Así empecé a entender que se pudiera vivir escondido en Chile, como tantos centenares de exiliados que habían vuelto de incógnito y vivían su vida cotidiana, sin la tensión que yo sentía al principio. Tanto, que de no haber sido por el compromiso de la película, que no era sólo con mi país y mis amigos, sino también conmigo mismo, habría cambiado de oficio y de medio social, y me habría quedado viviendo en Santiago con mi cara de siempre.

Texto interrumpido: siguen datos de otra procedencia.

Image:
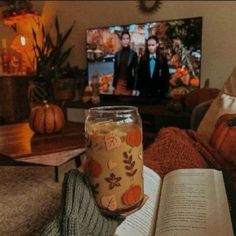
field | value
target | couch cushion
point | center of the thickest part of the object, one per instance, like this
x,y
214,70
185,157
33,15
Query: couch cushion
x,y
224,103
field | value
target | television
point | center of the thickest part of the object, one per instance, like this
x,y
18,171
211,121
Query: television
x,y
179,42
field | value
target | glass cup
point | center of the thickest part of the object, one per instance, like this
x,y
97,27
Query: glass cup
x,y
114,151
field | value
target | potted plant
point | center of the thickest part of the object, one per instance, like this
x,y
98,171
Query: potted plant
x,y
51,58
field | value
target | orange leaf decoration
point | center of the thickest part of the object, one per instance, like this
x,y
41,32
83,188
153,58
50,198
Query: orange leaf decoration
x,y
134,137
94,168
112,141
109,202
132,195
111,164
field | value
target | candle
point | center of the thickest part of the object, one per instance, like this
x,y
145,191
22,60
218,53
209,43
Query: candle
x,y
4,43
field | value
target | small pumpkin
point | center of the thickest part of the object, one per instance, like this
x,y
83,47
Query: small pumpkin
x,y
194,81
134,137
224,136
132,195
46,119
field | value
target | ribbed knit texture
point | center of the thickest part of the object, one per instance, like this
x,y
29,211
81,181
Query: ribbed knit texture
x,y
79,214
176,148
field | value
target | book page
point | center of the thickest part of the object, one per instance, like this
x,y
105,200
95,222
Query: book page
x,y
193,202
142,222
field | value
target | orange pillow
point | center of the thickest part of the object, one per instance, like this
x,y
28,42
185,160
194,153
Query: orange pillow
x,y
224,137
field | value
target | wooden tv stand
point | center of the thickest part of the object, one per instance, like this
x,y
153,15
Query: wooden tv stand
x,y
154,117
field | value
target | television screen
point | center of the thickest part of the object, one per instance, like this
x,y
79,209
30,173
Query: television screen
x,y
179,44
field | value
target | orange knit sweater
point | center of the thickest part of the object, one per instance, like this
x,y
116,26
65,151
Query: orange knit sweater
x,y
176,148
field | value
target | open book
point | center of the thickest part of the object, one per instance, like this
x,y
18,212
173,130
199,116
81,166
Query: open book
x,y
189,202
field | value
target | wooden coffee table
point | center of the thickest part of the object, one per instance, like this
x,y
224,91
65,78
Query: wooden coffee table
x,y
20,146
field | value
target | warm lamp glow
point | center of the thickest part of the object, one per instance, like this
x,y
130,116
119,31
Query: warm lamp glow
x,y
23,40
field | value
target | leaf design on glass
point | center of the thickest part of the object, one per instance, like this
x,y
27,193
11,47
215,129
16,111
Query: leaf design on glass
x,y
113,180
129,164
112,141
109,202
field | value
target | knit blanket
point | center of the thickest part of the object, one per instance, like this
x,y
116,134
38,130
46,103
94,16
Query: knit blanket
x,y
78,214
176,148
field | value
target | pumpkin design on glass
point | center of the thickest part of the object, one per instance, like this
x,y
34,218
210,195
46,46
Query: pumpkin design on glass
x,y
129,164
134,137
112,141
109,202
132,195
113,181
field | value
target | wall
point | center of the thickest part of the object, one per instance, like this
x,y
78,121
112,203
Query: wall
x,y
219,33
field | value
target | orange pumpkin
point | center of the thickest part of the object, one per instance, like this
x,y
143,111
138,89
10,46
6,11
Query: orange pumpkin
x,y
46,119
132,195
134,137
194,81
224,136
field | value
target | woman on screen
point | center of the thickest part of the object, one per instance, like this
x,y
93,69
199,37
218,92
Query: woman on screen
x,y
153,71
125,67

Pero un mínimo de prudencia obligaba a actuar de otro modo, ante la sospecha de que la policía nos seguía los pasos. Todavía nos quedaba pendiente la filmación dentro del Palacio de la Moneda, cuya autorización sufría aplazamientos sucesivos e incomprensibles, nos quedaban pendientes las filmaciones de Puerto Montt y el Valle Central, y la posibilidad inimaginable de entrevistar al General Electric. Por otra parte, la filmación en el Valle Central quería hacerla yo mismo, por ser la región donde nací y viví hasta la adolescencia. Mi madre seguía viviendo allí, en la pobre aldea de Palmilla, pero me habían hecho la advertencia terminante de no tratar de verla en este viaje por razones primarias de seguridad.
Lo primero que hice fue reorganizar el trabajo de los equipos extranjeros, de modo que pudieran terminar con el mínimo de riesgos lo más pronto posible para volver de inmediato a sus países. Sólo los italianos permanecerían en Santiago, para acompañarnos en la filmación de La Moneda. El francés volvería a París tan pronto como se filmara “la marcha del hambre”, anunciada para los próximos días.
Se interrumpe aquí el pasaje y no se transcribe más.